This week a federal appeals court rejected the administration’s request and ordered the agency to form new rules within 90 days. The Trump Administration had asked for a six-year delay for the updated standards after the Obama administration delayed them for six years previously.
The 9th Circuit Court of Appeals in San Francisco issued a blistering rebuke of the EPA’s foot dragging. The EPA has acknowledged that lead poisoning is the top environmental health threat for children younger than 6 in the United States, judges said.
The court went on to mention that untold numbers of children were likely exposed to lead poisoning while the EPA delayed this important work.

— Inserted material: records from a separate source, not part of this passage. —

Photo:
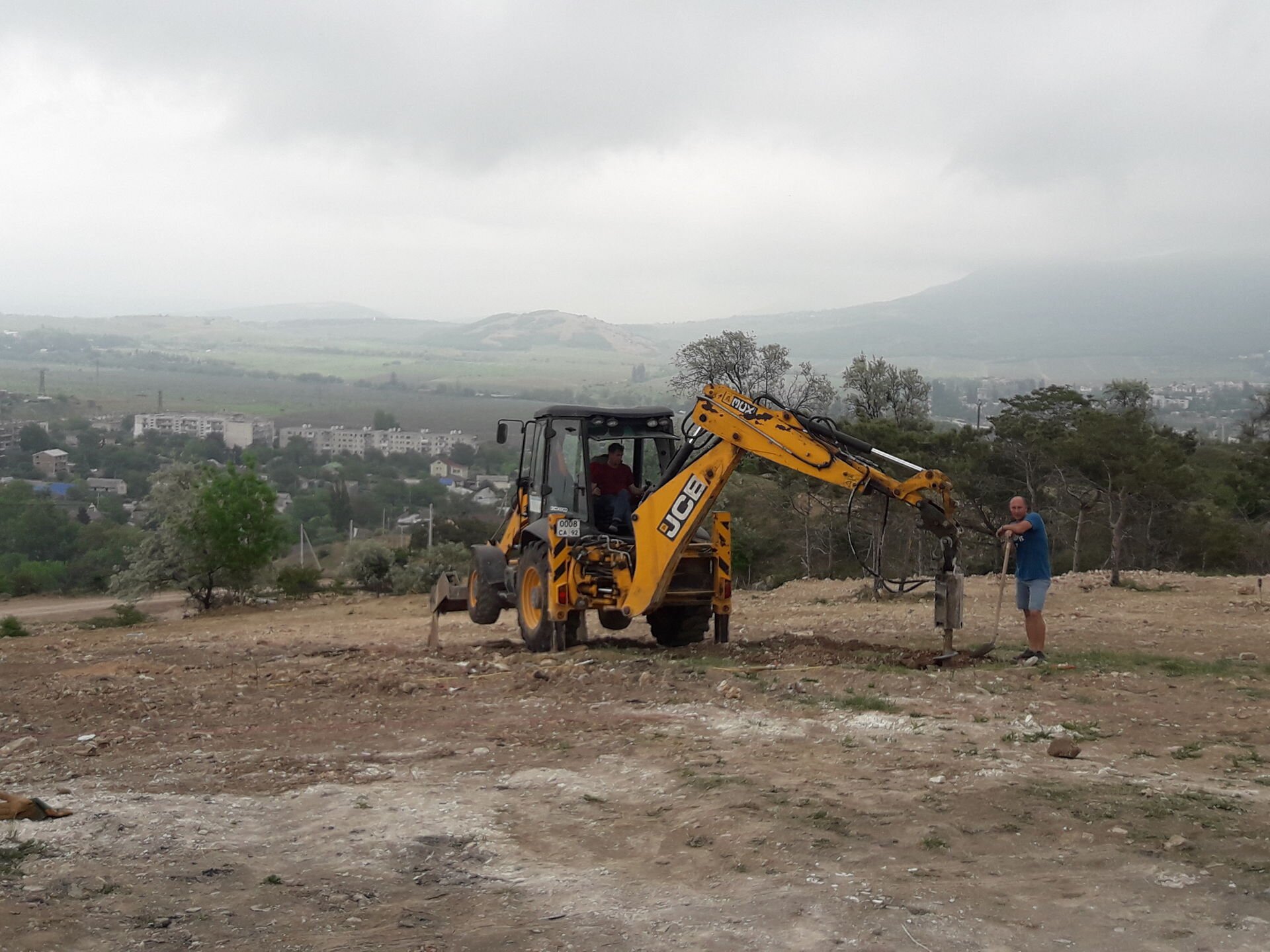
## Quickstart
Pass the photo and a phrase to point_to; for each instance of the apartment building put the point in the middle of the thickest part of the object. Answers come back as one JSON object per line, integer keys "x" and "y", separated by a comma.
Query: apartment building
{"x": 235, "y": 429}
{"x": 332, "y": 441}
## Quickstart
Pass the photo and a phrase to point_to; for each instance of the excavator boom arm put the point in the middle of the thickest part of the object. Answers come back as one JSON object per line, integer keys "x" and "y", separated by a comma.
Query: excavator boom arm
{"x": 668, "y": 518}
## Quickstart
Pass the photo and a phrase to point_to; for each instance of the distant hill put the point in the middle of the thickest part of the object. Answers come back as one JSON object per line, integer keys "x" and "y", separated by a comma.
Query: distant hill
{"x": 521, "y": 332}
{"x": 1056, "y": 319}
{"x": 324, "y": 311}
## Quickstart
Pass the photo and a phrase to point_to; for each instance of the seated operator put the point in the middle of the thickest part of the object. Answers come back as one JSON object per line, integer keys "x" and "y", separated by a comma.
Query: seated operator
{"x": 613, "y": 484}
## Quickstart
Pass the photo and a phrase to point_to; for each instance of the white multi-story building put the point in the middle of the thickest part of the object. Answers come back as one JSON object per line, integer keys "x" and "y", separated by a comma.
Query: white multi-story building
{"x": 343, "y": 440}
{"x": 235, "y": 429}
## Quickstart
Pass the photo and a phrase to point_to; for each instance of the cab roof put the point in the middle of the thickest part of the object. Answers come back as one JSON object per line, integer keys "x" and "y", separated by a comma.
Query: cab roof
{"x": 620, "y": 412}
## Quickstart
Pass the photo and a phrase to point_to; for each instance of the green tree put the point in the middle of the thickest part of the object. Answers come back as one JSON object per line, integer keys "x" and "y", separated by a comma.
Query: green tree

Lead exposure can cause damage to a child’s brain and nervous system, slow growth and development, create learning and behavior problems, and hearing and speech problems. Its effects can be irreversible.

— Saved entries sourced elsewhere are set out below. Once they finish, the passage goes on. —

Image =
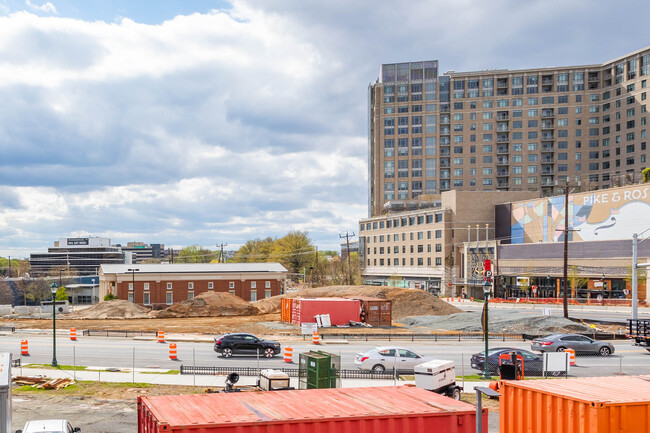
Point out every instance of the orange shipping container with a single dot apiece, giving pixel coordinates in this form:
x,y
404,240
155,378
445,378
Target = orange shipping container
x,y
586,405
342,410
285,310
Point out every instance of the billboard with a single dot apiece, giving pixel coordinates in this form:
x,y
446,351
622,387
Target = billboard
x,y
609,214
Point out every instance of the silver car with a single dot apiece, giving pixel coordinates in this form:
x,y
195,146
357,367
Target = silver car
x,y
581,344
385,358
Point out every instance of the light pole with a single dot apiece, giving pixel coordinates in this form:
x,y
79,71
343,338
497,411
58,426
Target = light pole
x,y
486,297
54,288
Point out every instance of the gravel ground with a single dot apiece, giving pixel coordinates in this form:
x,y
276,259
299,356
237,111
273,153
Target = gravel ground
x,y
500,321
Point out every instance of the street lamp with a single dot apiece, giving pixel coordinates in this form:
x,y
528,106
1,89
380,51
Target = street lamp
x,y
54,288
486,296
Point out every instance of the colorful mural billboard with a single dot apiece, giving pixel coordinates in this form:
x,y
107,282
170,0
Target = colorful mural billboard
x,y
608,214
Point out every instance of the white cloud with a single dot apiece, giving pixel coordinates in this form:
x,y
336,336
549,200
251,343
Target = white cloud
x,y
46,7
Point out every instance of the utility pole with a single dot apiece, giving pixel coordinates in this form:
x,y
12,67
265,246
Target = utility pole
x,y
221,258
347,237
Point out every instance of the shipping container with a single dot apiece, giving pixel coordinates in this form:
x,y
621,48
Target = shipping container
x,y
347,410
285,310
618,404
341,310
377,311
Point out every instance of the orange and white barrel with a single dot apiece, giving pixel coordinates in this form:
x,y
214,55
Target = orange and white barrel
x,y
288,354
172,351
572,356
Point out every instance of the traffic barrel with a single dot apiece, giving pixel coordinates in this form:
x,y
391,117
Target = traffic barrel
x,y
288,354
572,356
172,351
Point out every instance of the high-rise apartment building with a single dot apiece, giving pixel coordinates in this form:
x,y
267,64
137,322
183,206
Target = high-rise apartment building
x,y
502,130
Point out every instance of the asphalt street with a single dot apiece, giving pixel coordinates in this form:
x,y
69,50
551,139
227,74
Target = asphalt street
x,y
126,353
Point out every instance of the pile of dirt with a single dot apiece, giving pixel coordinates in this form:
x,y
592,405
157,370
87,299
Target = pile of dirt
x,y
208,304
115,309
405,302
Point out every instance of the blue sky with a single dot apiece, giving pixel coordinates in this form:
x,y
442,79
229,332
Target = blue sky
x,y
201,122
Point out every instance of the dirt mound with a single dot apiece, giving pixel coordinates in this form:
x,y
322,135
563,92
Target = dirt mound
x,y
115,309
406,302
208,304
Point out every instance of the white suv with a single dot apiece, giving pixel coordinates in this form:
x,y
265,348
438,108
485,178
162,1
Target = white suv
x,y
48,426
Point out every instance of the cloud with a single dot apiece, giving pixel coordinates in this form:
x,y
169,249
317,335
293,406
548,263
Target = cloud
x,y
239,123
47,7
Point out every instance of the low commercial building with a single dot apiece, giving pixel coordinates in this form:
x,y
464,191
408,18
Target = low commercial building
x,y
423,248
161,285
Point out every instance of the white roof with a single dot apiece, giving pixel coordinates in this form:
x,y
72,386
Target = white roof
x,y
193,268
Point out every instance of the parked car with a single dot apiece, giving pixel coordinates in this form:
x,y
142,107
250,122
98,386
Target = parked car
x,y
579,343
389,358
245,344
49,426
533,363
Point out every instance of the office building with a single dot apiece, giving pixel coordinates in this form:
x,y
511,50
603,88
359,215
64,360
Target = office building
x,y
505,130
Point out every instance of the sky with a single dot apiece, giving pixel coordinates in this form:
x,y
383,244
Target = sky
x,y
207,121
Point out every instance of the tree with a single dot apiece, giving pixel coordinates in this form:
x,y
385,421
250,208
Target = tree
x,y
255,251
294,251
195,254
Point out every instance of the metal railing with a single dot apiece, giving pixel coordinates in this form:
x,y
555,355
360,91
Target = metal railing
x,y
291,372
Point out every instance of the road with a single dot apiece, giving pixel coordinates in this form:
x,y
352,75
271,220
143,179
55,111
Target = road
x,y
125,353
586,313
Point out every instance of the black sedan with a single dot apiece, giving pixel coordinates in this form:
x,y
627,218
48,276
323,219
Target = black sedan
x,y
245,344
533,363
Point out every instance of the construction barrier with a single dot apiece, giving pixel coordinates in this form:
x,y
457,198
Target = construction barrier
x,y
572,356
172,351
288,354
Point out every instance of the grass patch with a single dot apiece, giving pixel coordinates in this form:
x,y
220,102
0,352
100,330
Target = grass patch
x,y
58,367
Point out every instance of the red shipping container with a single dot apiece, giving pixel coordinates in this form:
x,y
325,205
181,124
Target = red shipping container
x,y
343,410
341,310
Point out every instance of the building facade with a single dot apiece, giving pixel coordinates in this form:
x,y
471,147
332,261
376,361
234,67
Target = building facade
x,y
161,285
83,255
505,130
424,247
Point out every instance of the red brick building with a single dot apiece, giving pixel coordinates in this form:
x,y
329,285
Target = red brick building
x,y
160,285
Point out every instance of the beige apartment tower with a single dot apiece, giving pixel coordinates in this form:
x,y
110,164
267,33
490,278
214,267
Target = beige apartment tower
x,y
502,130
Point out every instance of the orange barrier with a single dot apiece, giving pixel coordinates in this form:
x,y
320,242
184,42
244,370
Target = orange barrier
x,y
288,354
172,351
572,356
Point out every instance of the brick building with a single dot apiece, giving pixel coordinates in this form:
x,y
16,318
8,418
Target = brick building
x,y
159,285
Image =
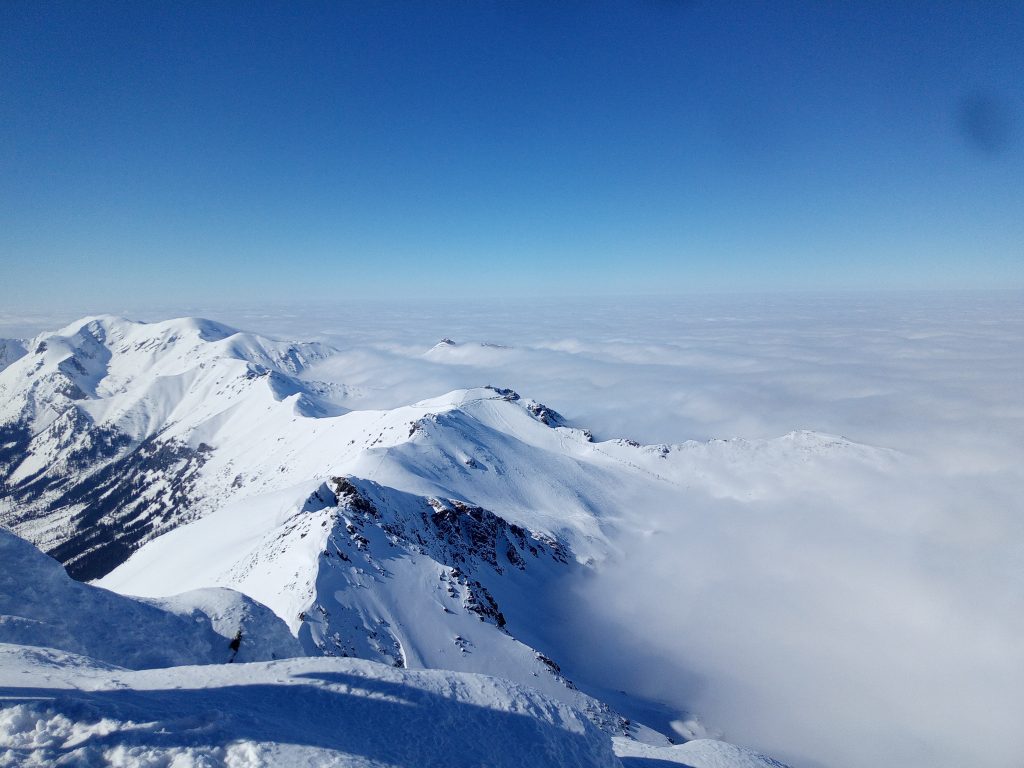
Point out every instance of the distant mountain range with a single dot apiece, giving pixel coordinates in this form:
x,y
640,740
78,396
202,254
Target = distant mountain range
x,y
444,534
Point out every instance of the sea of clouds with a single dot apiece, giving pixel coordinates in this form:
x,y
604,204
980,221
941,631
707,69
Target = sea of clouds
x,y
863,616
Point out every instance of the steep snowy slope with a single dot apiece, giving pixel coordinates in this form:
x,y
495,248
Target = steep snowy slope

Almost 40 years after the federal government outlawed lead paint, an unknown number of children are still in jeopardy. This is partly because cities such as Toledo continue to live with a legacy of older housing stock still coated with lead paint that falls away in chips and dust form. In other areas lead finds its way into children’s blood streams via outdated lead water pipes.
The appeals court noted that new research on the hazards of lead paint suggested federal authorities review standards. And yet the federal EPA — to which state and local authorities ought to be able to turn for guidance on policy and safe exposure levels — still wanted six years to consider its ruling on best practices.
EPA officials have said they will review the ruling before deciding whether to appeal. They should not waste their time. Instead, the agency should get to work reviewing the latest science and offering revised standards that will help protect America’s children.